The real Prosolar Mechanics would tell us to go back to the lab. They might say that we try hard and that we do well, but that we need to do more. We need to get closer to each other when we play, and put more of our focus on the moments that take place between us and perhaps a little less on what goes on inside of us individually. But that's so hard for me when I sing. I am beginning to realize that singing, as of late, has become the only place I have left to truly let go of the interface between me and the present tense. What I'm saying is, when the words come out of me they bring some of that inner life into my consciousness, and I get lost there. It's the only time I feel any of this. Sometimes when I am awake I truly fear that whatever it was driving me to this in the first place is drying up. I'm just not as angry as I once was, and I guess I once thought that would indicate a perverted kind of progress. Or perhaps just another phase of clinical depression, where everything overwhelms and not a fucking thing gets done. I hate when that happens.
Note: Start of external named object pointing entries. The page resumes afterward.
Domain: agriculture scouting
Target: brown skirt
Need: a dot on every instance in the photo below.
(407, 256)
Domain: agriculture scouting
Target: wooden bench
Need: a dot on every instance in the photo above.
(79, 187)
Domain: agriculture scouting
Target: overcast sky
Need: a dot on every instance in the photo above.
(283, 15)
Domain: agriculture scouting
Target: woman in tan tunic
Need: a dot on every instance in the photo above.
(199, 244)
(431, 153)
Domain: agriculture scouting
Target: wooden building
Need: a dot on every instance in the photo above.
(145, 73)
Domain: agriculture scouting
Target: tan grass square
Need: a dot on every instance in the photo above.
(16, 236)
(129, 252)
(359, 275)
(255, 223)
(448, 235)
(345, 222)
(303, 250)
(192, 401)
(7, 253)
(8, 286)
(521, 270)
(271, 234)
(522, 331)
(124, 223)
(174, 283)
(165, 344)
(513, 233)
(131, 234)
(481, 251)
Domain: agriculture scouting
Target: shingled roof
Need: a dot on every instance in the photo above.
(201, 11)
I think singing is saving me, and I am so pissed that I haven't the time to go deeper.
The real Prosolar Mechanics would say "Find a way."
Aviso Hara are coming into the zone now, and I am hoping that their upcoming cd release will put them in the forefront of a scene that is riddled with too many half-assed bands. Of course, they were as enjoyable as ever tonight and I spent at least part of the evening bending Dave Urbano's ear to tour, with us, some time before I die. That we've got to get out of here.
Instant Death. They came back. I have shared a stage with that incredible act a couple times in another life, in another band, and I must admit flashback type sensations watching them rip through those twisted death-punk ballads. But that was a good thing.